IT Guidelines

Technology Considerations for Telework

Technology is the crux of a successful telework program. Even though workers may be physically separated, they should be able to interact, engage, and share as seamlessly as if they were in the same office. Moreover, all of it needs to be done in a data-secure environment. As you begin to build your telework program, technological requirements should be a substantive part of the conversation.

Unfortunately, there is no specific technology package that underlies a successful telework program.  Each organization, depending on their distinct activities, will find a different mix of technological tools to fit their needs. In light of that, we’ve chosen to highlight some of the more pertinent technological tools for a telework program, as well as a list of some of the providers of these tools. Note, this list is not-exhaustive, technology moves at an incredibly quick pace and new innovations become available constantly. You can stay up to date on useful technologies by following, Fast Company, or other technology news outlets.

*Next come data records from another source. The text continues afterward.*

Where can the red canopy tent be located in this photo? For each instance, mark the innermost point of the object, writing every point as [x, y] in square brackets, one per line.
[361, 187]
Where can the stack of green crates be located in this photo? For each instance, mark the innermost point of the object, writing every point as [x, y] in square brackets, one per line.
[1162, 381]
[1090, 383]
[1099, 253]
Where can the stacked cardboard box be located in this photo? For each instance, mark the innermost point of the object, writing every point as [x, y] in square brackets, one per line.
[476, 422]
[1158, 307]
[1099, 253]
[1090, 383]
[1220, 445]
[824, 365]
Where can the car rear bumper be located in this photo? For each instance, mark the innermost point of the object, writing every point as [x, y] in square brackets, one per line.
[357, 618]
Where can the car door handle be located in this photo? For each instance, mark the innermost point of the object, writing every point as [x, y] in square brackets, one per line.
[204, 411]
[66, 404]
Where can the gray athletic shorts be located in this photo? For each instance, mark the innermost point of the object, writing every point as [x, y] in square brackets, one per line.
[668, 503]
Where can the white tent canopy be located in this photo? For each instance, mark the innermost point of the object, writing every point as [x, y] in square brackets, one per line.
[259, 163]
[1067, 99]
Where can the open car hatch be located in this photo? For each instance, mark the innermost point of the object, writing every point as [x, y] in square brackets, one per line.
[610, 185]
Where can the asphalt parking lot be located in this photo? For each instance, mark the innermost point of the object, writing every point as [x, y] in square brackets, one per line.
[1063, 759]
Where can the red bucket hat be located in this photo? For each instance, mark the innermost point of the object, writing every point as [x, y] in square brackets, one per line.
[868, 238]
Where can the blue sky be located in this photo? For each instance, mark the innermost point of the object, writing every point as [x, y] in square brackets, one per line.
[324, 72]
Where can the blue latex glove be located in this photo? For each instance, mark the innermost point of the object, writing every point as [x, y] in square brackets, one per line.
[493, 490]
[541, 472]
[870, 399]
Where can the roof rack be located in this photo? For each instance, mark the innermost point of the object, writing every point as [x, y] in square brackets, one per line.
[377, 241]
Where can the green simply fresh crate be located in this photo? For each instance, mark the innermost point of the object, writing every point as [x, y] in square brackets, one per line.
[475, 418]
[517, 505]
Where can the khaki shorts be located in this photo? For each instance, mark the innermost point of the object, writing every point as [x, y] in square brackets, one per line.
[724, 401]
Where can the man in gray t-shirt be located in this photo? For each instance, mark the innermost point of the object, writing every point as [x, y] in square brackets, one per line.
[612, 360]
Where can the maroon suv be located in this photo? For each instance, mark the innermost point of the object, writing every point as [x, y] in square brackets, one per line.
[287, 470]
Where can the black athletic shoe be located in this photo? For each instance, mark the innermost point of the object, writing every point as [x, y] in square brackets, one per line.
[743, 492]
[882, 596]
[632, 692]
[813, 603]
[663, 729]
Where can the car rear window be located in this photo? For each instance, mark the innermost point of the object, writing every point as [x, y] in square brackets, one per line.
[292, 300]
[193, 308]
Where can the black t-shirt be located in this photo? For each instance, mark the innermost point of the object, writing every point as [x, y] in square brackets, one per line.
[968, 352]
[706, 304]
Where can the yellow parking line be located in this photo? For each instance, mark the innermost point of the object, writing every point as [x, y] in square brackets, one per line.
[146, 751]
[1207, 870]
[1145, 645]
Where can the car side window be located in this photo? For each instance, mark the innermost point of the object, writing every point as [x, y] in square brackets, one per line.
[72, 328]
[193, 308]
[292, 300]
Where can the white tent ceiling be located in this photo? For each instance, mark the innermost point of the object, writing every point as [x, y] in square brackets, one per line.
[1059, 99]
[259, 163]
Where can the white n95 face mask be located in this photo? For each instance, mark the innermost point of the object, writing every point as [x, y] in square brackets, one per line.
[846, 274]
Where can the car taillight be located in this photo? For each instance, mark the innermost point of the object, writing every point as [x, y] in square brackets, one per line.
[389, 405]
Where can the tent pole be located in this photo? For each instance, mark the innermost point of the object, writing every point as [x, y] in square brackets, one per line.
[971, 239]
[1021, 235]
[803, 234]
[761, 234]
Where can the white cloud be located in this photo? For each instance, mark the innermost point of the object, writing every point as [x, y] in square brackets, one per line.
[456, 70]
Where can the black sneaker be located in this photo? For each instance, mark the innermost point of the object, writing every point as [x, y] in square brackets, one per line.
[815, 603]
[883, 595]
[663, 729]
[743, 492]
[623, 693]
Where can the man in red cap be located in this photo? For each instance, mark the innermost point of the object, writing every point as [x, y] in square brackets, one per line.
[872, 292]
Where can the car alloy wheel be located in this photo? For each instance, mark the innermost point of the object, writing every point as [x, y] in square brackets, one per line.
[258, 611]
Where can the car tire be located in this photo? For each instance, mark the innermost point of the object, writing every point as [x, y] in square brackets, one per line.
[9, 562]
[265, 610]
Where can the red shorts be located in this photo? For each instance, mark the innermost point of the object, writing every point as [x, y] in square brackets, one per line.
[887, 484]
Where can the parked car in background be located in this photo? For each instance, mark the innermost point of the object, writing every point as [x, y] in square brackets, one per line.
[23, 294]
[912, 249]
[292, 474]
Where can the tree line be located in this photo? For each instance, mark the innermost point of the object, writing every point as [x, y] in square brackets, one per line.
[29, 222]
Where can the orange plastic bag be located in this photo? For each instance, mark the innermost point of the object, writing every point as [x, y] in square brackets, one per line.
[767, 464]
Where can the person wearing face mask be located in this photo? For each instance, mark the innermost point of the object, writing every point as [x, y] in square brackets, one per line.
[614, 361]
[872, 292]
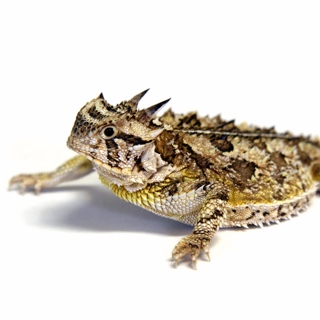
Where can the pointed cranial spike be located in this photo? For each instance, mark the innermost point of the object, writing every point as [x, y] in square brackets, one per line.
[100, 96]
[145, 115]
[135, 100]
[151, 111]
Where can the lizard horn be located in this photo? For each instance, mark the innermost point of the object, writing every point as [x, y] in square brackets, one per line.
[145, 115]
[100, 96]
[135, 100]
[151, 111]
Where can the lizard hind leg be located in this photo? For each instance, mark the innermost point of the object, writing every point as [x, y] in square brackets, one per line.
[210, 219]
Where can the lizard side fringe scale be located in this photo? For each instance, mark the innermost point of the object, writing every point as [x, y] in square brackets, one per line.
[206, 172]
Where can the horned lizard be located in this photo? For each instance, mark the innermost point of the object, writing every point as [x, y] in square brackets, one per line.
[206, 172]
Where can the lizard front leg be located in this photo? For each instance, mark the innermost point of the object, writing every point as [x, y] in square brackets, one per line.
[72, 169]
[210, 219]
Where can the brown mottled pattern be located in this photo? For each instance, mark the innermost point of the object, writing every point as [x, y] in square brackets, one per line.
[203, 171]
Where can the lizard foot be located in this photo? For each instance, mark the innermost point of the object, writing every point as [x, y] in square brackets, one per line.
[192, 245]
[29, 181]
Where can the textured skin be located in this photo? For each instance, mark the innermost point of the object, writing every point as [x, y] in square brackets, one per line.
[202, 171]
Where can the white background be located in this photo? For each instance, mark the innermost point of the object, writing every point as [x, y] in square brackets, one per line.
[80, 252]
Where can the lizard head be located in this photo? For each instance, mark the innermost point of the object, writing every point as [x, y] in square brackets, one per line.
[119, 140]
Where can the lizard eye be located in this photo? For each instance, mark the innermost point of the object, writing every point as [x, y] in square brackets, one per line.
[108, 132]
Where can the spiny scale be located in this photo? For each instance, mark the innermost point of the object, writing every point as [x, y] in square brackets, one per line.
[203, 171]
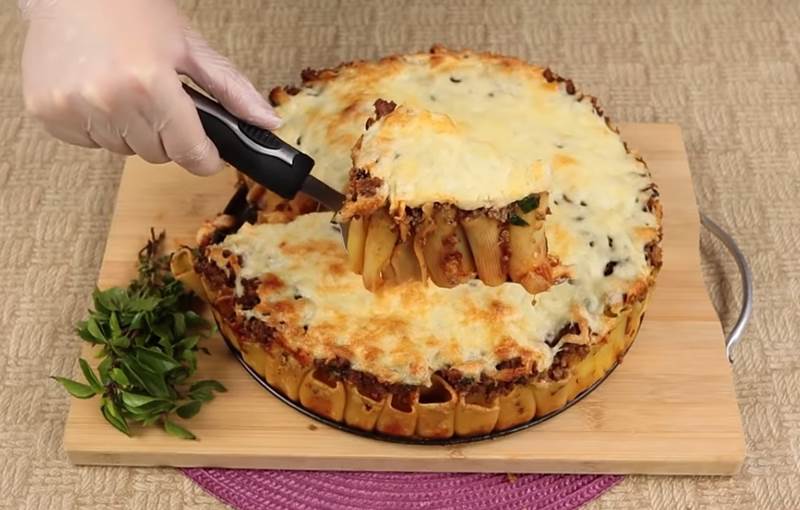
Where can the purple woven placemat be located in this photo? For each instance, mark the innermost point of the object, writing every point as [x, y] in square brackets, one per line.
[247, 489]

Virtual Private Networks and Virtual Desktops

Today’s employees rarely deal with physical documents; most of the work we do remains entirely in the electronic realm. One of the early challenges of teleworking was that an employee would have to be sure and save all the documents they needed at home on some kind of storage drive to transport them back and forth. Another challenge was that when the employee was using these documents at home, undoubtedly connected to the internet, the proprietary documents remained far less secure than at the office.

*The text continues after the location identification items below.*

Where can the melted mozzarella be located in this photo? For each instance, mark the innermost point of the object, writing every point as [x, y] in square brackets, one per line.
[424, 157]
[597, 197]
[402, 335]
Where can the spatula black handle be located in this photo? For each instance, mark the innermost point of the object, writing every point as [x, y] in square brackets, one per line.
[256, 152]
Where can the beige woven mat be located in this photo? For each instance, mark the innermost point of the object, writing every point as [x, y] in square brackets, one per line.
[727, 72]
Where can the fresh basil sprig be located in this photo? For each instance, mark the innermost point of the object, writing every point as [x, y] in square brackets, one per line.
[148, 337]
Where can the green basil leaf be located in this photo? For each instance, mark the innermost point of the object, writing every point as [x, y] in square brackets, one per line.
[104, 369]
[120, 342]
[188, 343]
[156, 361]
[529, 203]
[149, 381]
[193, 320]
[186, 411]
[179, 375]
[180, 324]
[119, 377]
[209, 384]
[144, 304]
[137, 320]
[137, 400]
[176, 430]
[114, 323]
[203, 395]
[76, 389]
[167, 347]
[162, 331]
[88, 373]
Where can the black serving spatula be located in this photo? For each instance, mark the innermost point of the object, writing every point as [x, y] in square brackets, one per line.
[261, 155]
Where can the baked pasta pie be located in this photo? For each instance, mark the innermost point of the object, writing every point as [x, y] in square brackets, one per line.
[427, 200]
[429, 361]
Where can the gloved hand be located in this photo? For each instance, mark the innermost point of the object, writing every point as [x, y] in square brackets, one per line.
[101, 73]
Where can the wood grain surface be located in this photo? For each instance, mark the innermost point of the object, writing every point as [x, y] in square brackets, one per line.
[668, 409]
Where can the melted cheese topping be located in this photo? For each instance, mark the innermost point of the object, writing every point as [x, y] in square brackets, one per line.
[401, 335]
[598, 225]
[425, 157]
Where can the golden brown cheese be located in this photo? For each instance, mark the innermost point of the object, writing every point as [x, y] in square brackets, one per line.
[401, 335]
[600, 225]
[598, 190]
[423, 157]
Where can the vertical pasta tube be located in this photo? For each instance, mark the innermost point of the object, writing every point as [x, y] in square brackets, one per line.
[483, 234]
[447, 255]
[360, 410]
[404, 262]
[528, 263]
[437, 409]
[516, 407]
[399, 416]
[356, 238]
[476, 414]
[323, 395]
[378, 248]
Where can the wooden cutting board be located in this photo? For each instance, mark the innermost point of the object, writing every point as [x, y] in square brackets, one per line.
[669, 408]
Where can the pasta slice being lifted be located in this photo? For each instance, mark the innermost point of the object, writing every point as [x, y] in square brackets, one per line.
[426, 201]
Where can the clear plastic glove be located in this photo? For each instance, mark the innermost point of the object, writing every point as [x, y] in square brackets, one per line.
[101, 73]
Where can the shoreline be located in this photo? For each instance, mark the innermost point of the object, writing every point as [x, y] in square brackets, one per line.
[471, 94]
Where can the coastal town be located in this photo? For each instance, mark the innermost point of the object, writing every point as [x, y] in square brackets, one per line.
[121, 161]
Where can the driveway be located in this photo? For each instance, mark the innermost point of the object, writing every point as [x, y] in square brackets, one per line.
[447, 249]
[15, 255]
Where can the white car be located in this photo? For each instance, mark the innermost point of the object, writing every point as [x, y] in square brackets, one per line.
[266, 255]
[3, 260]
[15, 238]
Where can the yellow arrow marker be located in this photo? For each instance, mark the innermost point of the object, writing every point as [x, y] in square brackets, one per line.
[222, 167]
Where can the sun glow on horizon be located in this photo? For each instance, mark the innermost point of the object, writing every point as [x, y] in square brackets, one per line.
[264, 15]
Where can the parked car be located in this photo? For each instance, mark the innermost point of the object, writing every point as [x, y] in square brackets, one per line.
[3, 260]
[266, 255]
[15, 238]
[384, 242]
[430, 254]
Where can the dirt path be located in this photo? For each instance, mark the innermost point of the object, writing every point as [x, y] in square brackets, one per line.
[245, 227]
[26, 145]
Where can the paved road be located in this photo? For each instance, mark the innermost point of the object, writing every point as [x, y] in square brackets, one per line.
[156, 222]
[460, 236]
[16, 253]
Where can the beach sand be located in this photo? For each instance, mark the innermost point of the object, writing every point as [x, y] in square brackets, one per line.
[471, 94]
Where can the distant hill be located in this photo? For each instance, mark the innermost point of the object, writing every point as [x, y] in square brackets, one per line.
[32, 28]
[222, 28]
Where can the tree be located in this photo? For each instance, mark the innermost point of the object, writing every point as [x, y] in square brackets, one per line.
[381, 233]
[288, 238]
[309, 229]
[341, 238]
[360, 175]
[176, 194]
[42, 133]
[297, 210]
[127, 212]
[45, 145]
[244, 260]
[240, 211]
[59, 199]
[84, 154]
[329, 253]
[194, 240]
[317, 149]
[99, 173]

Virtual private networks (VPNs) and virtual desktop software provide an elegant solution to these problems. VPNs essentially create an encrypted tunnel between two host computers, allowing someone at home to connect directly to the organization’s corporate network. Virtual desktops take this concept one step further and essentially recreate an employee’s office work computer on any computer. This means that not only can an employee access any file from work – whether on their local computer or on the corporate network – but it also gives them access to all their familiar software tools that they may not have on their home computers.

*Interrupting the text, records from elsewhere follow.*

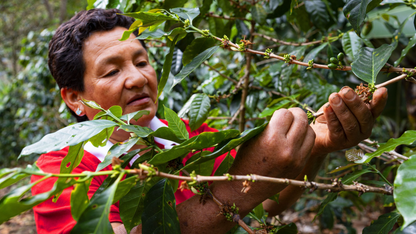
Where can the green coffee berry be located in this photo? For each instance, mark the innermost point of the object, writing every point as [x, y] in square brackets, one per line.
[333, 60]
[332, 66]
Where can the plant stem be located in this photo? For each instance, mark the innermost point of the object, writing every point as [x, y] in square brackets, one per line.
[391, 81]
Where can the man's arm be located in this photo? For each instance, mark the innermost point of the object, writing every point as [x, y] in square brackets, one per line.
[281, 150]
[347, 120]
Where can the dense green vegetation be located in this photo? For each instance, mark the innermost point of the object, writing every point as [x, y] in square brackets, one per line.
[209, 71]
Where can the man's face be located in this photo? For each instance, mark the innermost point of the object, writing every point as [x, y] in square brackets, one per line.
[119, 73]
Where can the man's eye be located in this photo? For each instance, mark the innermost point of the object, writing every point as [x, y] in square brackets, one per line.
[112, 73]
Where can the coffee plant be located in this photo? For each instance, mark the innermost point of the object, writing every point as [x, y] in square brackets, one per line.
[231, 64]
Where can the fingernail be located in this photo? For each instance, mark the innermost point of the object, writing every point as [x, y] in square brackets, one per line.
[336, 100]
[349, 94]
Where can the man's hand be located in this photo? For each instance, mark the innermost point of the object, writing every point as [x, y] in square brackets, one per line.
[282, 149]
[347, 120]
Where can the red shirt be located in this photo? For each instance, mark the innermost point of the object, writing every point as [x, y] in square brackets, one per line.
[56, 217]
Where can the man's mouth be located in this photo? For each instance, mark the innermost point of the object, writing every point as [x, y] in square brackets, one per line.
[139, 99]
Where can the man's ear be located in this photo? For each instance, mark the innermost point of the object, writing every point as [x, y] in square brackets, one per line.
[72, 99]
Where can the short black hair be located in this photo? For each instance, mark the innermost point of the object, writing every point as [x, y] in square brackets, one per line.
[66, 61]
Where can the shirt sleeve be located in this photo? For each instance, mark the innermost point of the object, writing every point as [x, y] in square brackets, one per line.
[56, 217]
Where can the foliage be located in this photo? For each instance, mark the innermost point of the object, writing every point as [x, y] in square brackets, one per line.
[207, 84]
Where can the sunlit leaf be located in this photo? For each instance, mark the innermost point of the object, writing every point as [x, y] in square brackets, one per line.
[406, 139]
[370, 61]
[199, 110]
[79, 198]
[176, 124]
[159, 214]
[132, 204]
[225, 165]
[409, 46]
[351, 44]
[201, 141]
[117, 150]
[355, 11]
[405, 189]
[383, 225]
[68, 136]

A less comprehensive option that achieves similar outcomes is software as a service (SaaS) products. Rather than downloading and installing software directly onto a specific computer, SaaS provides an online software environment that can be accessed through any machine using a login. Many products today are only available via SaaS, but others can be purchased in either traditional or SaaS formats. As part of your telework program development, make sure to identify the SaaS options of your key software programs.

Product Options

Video and Web Conferencing Tools

Modern web conferencing tools can be a great way of engaging with a remote team more effectively. Going beyond the conference call, robust teleconferencing tools allow meeting attendees to see each other, as well as share user screens. These capabilities may be a good way for a manager to feel more connected to his or her employees when they are not in the office. Screen sharing can be a great alternative to a meeting room white board, displaying meeting notes or ideas in real time. It can also allow a team to make presentations or showcase a website or web resource from a remote location.

Keep in mind that unlike conference calls, web conferencing software runs over the internet, so all users must have a reasonably solid connection to make it work; nothing will lower productivity more than a web conference with poor audio and video quality. Having a video component also requires that each individual have a working web camera.

Product Options

Online Collaboration Tools

Encouraging collaboration can be an elusive objective even when everyone is sitting in the same office, and teleworking simply adds another layer to that complex challenge. Luckily, there are now numerous computer-based collaboration tools that foster dialogue between groups and allow easier sharing of documents and projects.  While web and video conferencing can be useful for specific meetings or presentations, broader collaboration tools are designed for constant use among employees. These tools range dramatically – from instant messaging tools to project management software – and, like other software options, your choice will have to address the particular needs of your teams.